昔涟从白厄的怀里挣扎而出,直直的向着地面落下。
从空中调整姿势,金线帮她做了缓冲,昔涟安稳的落在了地面上。
是时候,该她直面过去的自己了。
“翁法罗斯之心啊,我要离开你的过往,离开你的未来。。。”
不知是昔涟自己的原因,还是【游荡】动了点手脚,昔涟在第一波的精神冲击之后就没有持续感受到那种千次绝望轮回中只能将爱作为欺骗手段的不适。
(偏差认知了昔涟。。。
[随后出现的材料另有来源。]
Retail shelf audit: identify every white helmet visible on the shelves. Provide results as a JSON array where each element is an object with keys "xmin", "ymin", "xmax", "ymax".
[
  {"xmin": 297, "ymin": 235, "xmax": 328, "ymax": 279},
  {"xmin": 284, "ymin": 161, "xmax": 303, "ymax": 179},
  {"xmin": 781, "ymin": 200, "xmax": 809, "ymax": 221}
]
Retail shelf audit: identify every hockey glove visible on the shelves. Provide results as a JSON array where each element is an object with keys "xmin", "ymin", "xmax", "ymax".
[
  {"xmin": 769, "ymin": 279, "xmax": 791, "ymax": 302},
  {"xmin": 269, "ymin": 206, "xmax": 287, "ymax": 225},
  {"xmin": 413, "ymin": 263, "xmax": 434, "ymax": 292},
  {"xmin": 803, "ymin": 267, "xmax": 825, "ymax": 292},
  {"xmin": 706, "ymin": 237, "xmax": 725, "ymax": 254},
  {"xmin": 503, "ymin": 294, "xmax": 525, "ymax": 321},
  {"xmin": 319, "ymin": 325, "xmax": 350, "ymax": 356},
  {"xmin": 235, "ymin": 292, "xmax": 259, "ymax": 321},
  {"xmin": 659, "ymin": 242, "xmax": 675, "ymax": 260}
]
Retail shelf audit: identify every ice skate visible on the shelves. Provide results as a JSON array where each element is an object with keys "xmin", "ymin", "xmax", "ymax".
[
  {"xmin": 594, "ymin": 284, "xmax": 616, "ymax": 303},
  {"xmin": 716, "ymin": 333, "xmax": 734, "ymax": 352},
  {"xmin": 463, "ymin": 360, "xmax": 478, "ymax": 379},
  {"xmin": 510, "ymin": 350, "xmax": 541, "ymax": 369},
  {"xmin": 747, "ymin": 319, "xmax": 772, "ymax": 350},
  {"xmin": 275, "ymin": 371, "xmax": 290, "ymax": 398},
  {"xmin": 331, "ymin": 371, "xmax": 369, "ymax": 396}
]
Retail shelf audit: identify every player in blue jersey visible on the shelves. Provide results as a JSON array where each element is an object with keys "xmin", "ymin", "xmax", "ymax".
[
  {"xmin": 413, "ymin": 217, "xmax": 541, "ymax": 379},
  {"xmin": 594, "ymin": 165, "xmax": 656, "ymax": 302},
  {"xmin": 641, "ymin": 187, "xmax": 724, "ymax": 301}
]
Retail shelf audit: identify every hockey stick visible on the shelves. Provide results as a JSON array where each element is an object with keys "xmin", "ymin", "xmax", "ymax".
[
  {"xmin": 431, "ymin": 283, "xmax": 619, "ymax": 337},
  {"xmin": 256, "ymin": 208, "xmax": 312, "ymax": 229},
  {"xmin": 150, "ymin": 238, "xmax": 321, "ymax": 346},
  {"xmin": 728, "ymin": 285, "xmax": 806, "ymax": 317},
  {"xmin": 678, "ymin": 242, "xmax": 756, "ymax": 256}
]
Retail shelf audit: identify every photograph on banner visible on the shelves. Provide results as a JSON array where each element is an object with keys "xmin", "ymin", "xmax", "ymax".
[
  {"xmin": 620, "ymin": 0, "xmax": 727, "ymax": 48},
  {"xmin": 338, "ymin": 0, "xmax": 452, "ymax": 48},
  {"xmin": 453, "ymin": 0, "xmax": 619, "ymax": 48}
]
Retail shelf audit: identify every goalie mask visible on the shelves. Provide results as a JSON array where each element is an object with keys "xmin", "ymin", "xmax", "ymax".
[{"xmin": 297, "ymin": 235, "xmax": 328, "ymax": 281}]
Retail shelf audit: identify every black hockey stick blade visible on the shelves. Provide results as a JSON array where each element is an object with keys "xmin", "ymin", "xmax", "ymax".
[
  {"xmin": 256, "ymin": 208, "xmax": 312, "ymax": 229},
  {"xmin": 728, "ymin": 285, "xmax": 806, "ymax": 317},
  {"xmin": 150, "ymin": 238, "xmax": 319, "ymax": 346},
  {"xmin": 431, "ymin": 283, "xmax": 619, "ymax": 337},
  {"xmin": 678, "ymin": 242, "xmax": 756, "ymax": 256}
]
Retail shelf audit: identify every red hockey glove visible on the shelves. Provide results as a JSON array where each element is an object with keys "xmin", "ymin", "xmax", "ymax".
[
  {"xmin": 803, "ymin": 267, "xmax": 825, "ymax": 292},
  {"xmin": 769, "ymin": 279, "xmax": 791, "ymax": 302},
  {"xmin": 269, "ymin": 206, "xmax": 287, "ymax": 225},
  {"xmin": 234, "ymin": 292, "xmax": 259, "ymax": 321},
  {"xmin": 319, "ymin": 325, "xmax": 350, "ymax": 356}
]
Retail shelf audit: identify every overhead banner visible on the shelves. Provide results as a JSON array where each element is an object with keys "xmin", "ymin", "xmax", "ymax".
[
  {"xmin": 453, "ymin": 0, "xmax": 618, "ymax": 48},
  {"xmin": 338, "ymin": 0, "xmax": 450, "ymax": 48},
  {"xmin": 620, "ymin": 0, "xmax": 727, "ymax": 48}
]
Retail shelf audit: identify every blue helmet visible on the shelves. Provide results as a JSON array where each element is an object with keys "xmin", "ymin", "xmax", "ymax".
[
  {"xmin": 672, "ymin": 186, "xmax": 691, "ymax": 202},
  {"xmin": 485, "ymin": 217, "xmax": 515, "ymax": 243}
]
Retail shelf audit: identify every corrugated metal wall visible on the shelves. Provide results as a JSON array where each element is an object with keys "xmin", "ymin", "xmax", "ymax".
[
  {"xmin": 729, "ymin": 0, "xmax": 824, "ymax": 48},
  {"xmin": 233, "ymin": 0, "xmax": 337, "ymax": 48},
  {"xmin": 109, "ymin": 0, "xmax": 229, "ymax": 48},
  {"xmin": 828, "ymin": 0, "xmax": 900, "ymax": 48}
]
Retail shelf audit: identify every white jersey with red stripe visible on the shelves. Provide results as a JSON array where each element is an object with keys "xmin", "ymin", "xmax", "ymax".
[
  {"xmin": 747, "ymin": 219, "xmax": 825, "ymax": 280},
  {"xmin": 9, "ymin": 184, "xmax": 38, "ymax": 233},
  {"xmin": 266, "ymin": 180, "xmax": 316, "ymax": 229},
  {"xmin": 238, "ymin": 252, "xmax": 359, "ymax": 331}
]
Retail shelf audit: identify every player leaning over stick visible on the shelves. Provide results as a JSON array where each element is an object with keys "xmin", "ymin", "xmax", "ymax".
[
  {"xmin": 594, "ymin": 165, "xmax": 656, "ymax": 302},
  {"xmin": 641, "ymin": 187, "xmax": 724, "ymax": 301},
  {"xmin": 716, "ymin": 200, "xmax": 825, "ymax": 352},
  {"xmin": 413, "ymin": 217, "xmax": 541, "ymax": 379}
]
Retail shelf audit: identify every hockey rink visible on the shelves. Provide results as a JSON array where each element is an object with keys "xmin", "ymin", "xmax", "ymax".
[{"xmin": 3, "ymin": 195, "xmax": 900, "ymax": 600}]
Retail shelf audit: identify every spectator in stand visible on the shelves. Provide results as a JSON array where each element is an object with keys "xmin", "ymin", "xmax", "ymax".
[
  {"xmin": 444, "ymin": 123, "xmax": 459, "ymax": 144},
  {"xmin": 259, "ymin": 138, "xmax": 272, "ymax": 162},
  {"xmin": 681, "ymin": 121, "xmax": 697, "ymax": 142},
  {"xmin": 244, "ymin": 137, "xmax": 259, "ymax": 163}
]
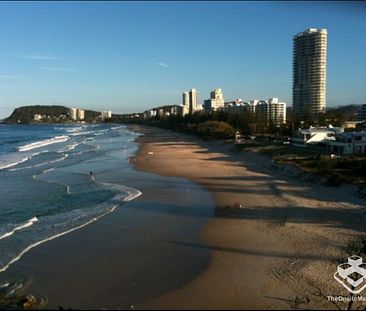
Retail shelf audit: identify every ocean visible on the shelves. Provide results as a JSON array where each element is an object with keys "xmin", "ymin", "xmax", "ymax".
[{"xmin": 0, "ymin": 124, "xmax": 141, "ymax": 292}]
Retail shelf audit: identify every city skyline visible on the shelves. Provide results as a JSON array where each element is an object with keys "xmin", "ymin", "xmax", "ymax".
[{"xmin": 0, "ymin": 2, "xmax": 366, "ymax": 119}]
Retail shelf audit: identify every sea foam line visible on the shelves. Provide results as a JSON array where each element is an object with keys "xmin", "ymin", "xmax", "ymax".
[
  {"xmin": 0, "ymin": 217, "xmax": 38, "ymax": 240},
  {"xmin": 18, "ymin": 135, "xmax": 70, "ymax": 152},
  {"xmin": 0, "ymin": 204, "xmax": 118, "ymax": 272}
]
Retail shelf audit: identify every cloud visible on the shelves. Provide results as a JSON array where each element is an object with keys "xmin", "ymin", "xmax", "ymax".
[
  {"xmin": 0, "ymin": 75, "xmax": 21, "ymax": 79},
  {"xmin": 156, "ymin": 63, "xmax": 169, "ymax": 67},
  {"xmin": 6, "ymin": 54, "xmax": 64, "ymax": 60},
  {"xmin": 39, "ymin": 67, "xmax": 78, "ymax": 71}
]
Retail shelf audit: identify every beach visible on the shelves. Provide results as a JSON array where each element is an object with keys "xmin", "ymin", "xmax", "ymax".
[
  {"xmin": 0, "ymin": 126, "xmax": 366, "ymax": 310},
  {"xmin": 132, "ymin": 126, "xmax": 366, "ymax": 309},
  {"xmin": 0, "ymin": 125, "xmax": 213, "ymax": 310}
]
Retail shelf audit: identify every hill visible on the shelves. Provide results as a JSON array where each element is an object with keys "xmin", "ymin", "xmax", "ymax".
[{"xmin": 2, "ymin": 105, "xmax": 100, "ymax": 124}]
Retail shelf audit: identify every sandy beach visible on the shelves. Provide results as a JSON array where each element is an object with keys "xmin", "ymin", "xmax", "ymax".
[{"xmin": 132, "ymin": 126, "xmax": 366, "ymax": 309}]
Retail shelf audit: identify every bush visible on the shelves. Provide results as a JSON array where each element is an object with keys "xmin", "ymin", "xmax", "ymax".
[{"xmin": 196, "ymin": 121, "xmax": 235, "ymax": 139}]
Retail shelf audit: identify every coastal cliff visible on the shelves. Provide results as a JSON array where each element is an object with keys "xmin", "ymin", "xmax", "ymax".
[{"xmin": 2, "ymin": 105, "xmax": 100, "ymax": 124}]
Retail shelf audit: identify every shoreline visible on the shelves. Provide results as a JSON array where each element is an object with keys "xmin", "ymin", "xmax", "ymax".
[
  {"xmin": 0, "ymin": 125, "xmax": 213, "ymax": 309},
  {"xmin": 129, "ymin": 126, "xmax": 366, "ymax": 309}
]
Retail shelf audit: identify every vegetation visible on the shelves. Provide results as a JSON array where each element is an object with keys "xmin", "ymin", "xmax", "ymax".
[{"xmin": 3, "ymin": 105, "xmax": 100, "ymax": 124}]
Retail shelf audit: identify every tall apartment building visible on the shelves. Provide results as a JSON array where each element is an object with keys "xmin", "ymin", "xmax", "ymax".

)
昔涟的存在,是裹挟在翁法罗斯之心,名为德谬歌的存在创造的时间轮回中诞生的独立存在。
昔涟就是德谬歌,但德谬歌却不完全是昔涟。
甚至于,若是没有任何外力影响的话,当完整的【德谬歌】走上舞台,名为【昔涟】的存在就会完全没有了任何价值。
换一句话说,名为昔涟的存在,不过只是德谬歌行于翁法罗斯的眼睛。
昔涟存在的意义到最后会被德谬歌取而代之。
那么到了最后,所有人的注意力都放在了那个成为了昔涟的德谬歌身上。。。
那么,昔涟呢?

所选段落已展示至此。